Firstly, Discernment is about listening, not decision-making. We listen to the deep ‘movements’, unconditionally and compassionately, without judgment – we let them be what they are. Discernment is listening to the voice of life within, within our brothers and within God’s people, listening to past voices of hurts, resentments, memories, in order to hear the call to healing, wholeness and new life that are present. Discernments calls us out of ourselves – to be bigger selves – the movement of self-transcendence.

We acknowledge the necessity of silence, of time and space for deep listening to take place – time to allow freedom to speak, for hope to be shared, for one’s reality to be acknowledged, and space to grow that creates interior personal freedom to respond maturely to life. When we are urgent, we cannot discern well.

Discernment, while personal, is never private and disconnected from the whole, but finds its context within the community, MSC Society and the Church. Discernment needs openness and honesty and requires us to drop our personal agenda so that we are not defended with judgement, cynicism or fear. Being open to God’s guidance, requires a personal shift from ‘ego-driven’ direction to seeking God’s Will. From an ‘ego-system’ to and eco-system – “eco” denotes the space is a home for all. 

We remember that God works within the human person. The desires of the Congregation, Province, and Church are included in the context of the person’s vocational discernment. In the discernment process we should not overlook our motto; “May the Sacred Heart of Jesus be everywhere loved, forever.”, rather than focusing narrowly on one’s personal vision.

We remember the words of Pope Francis to us gathered in Chapter,

“I encourage you “to return to your first and only love”. Keep your gaze fixed on Jesus Christ and learn from Him how to love with a truly human heart, to care for the lost and hurting members of his flock, to work for justice and show solidarity with the weak and the poor.”
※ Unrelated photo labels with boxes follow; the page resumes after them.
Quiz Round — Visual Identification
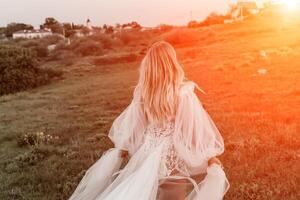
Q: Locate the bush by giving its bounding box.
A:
[89,33,122,49]
[165,29,200,45]
[69,38,103,57]
[0,45,60,95]
[93,53,139,65]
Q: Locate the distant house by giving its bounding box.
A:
[13,29,53,39]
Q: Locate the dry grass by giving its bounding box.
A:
[0,11,300,200]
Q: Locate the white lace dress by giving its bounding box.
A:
[70,82,229,200]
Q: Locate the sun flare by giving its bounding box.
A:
[281,0,300,10]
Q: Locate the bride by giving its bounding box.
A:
[70,41,229,200]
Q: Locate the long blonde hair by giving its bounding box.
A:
[137,41,184,125]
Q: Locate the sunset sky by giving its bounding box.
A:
[0,0,235,27]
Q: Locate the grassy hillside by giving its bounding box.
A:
[0,11,300,200]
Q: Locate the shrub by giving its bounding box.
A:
[93,53,138,65]
[89,33,122,49]
[0,45,58,95]
[69,38,103,57]
[165,29,200,45]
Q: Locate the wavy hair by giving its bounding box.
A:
[137,41,184,125]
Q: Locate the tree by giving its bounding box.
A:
[5,23,33,37]
[40,17,63,34]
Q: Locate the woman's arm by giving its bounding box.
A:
[120,150,128,158]
[208,157,223,168]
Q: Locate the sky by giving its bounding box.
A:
[0,0,234,27]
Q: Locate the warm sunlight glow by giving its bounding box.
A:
[281,0,300,10]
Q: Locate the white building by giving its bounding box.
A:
[13,29,53,39]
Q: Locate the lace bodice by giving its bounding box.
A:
[145,122,188,176]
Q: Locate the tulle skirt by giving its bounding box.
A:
[70,143,229,200]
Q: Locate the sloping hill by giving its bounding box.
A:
[0,9,300,200]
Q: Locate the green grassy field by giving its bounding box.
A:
[0,13,300,200]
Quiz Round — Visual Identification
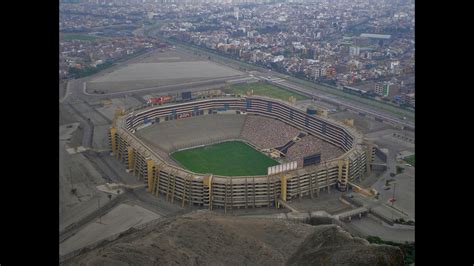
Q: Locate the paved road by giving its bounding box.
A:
[258,75,415,129]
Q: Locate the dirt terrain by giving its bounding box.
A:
[63,211,403,265]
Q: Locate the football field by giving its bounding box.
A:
[171,141,279,176]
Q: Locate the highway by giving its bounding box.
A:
[256,73,415,129]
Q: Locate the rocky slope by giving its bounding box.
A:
[64,211,403,265]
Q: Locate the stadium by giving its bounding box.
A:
[109,96,375,211]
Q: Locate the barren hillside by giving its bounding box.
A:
[64,211,403,265]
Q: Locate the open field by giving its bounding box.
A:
[227,82,309,101]
[93,61,241,82]
[161,39,415,120]
[171,141,278,176]
[87,49,248,93]
[135,114,246,153]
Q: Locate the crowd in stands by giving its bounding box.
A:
[240,115,300,149]
[286,135,344,167]
[240,115,343,167]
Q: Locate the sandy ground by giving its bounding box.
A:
[64,211,403,265]
[90,61,242,83]
[59,204,161,255]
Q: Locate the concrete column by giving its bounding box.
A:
[280,175,286,202]
[109,127,117,154]
[146,158,154,192]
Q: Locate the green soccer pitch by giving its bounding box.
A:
[171,141,279,176]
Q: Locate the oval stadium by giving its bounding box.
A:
[109,96,375,210]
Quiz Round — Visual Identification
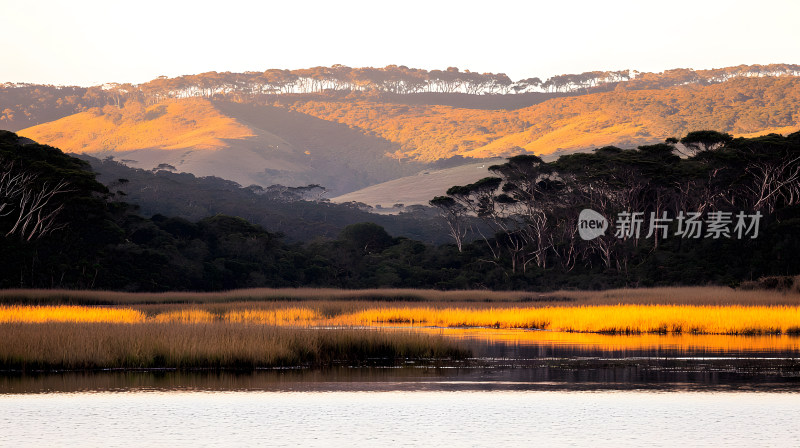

The 2011 General Chapter said,
The Chapter recommends that Communal Discernment be used as a process for reflection and making important decisions within the Congregation so that we may discern the Will of God and be more obedient and responsive to the urgings of the Spirit and the cries of the people and societies of our day. We ask the General Administration to prepare material to assist us develop this practice.

The 2017 General Chapter said,
We recommend that all MSC gatherings of local communities, provincial meetings and international gatherings make use of the Communal Wisdom process of prayerful discernment. (That includes this Conference.)

  • Beginning with a half-hour of silent meditation on a passage of scripture or the Constitutions, followed by the sharing of one’s prayer with the group.
  • Such an exercise in prayerful sharing of our experiences helps form a spirit of accountability, a bond of charity and a path toward healing.
  • Such sharing will also help bond together men from different provinces and cultures.

[1] Address of the Holy Father, Pope Francis to the members of the 2017 General Chapter.

[2] Documents of the General Chapter 2011. Statements. §1. Communal Discernment.

[3] Documents of the General Chapter 2017.  Recommendations §2. Discernment.